Swedish firms interested in infrastructure projects – DOF

Published April 26, 2018, 12:00 AM

by manilabulletin_admin

By Chino S. Leyco

Swedish companies expressed interest in providing sustainable solutions to the Philippines’ ongoing efforts to modernize its infrastructure, particularly in setting up a bus rapid system and beefing up security in the country’s airports.

During a recent meeting with Finance Secretary Carlos G. Dominguez III, Swedish Ambassador to the Philippines Harald Fries said Sweden-based companies like the Volvo Group and Saab can lend their expertise to the government and take part in the “Build, Build, Build” program.

“The “Build, Build, Build” program generates a lot of interest among Swedish businesses,” said Fries during the meeting.

The Volvo Group manufactures trucks, buses, construction equipment and industrial engines, while the Saab Group specializes in defense and security systems.

“For infrastructure, we sell sustainable solutions. We have many decades of successful work in this area in Sweden. The Swedish infrastructure minister has invited Transportation Secretary Arthur Tugade to Sweden to study how we do it,” the ambassador said.

Also with Ambassador Fries during the meeting was Ulf Wennblom, country manager for the Philippines of Business Sweden.

According to Wennblom, Sweden has been “in close contact” with the Department of Transportation (DOTr) under Tugade to come up with efficient alternative solutions, such as the provision of passenger buses on EDSA, to help ease the woes of commuters riding the Metro Rail Transit Line 3 (MRT-3) system.

Sweden has also provided financial and engineering support to the DOTr to help implement these alternative solutions, “and we also want to take that forward and build an efficient line on EDSA by integrating rail, buses, and other means of transport to have a complete transport system throughout Metro Manila,” Ulf said.

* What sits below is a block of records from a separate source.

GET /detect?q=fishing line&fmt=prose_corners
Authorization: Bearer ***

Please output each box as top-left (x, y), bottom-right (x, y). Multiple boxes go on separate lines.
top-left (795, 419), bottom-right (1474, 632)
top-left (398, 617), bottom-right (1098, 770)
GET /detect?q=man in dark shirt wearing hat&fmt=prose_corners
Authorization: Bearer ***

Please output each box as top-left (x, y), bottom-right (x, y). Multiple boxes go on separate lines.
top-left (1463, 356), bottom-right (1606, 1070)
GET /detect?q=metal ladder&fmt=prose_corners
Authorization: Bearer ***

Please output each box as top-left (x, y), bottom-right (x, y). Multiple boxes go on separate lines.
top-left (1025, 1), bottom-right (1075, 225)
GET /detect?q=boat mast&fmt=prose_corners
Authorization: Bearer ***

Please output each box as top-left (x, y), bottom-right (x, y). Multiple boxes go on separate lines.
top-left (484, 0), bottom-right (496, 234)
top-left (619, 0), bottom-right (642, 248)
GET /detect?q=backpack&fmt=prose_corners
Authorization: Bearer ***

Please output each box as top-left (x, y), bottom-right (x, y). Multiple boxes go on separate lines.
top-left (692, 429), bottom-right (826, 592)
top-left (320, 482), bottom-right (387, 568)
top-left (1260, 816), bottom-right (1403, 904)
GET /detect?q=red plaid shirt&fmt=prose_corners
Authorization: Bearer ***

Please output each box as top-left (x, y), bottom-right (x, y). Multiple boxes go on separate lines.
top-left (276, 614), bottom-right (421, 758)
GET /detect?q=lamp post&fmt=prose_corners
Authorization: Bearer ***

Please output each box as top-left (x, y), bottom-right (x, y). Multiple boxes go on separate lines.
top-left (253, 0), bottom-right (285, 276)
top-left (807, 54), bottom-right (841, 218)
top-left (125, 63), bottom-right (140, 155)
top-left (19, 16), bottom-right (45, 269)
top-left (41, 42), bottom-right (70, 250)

In response, Dominguez told them the government under President Duterte wants a holistic approach in implementing its infra modernization program, in which Sweden can help by providing engineering solutions.

Dominguez cited, for instance, proposals to improve the Ninoy Aquino International Airport or construct a new one near Metro Manila aside from the Clark airport, which requires not only completing these projects but also extensive planning on the road and rail networks that need to be built to ensure seamless travel to and from the airport site.

“We need to know how much rail we need to go there, how long will be the highways we have to connect and I think your engineering support can help us,” Dominguez told the Swedish delegation.

Dominguez also mentioned the plan to relocate the current airport in Zamboanga City in Mindanao to a better location.

“We have so many opportunities in the Philippines to improve the situation,” he said.

The ambassador had also informed Dominguez during the meeting that Swedish furniture retailer IKEA will soon open in the Philippines.  “I know that the first store of IKEA is much anticipated by many Filipinos. It will be great for the Filipino consumer — and hundreds of jobs will be created,” Fries said.

During the meeting, Dominguez and the Swedish delegation briefly discussed the Duterte administration’s tax reform program and the upcoming National Tax Conference in Stockholm to be held in May this year; the need to update the Philippines-Sweden tax treaty to reflect new global standards on the exchange of information between countries; e-governance and bilateral trade.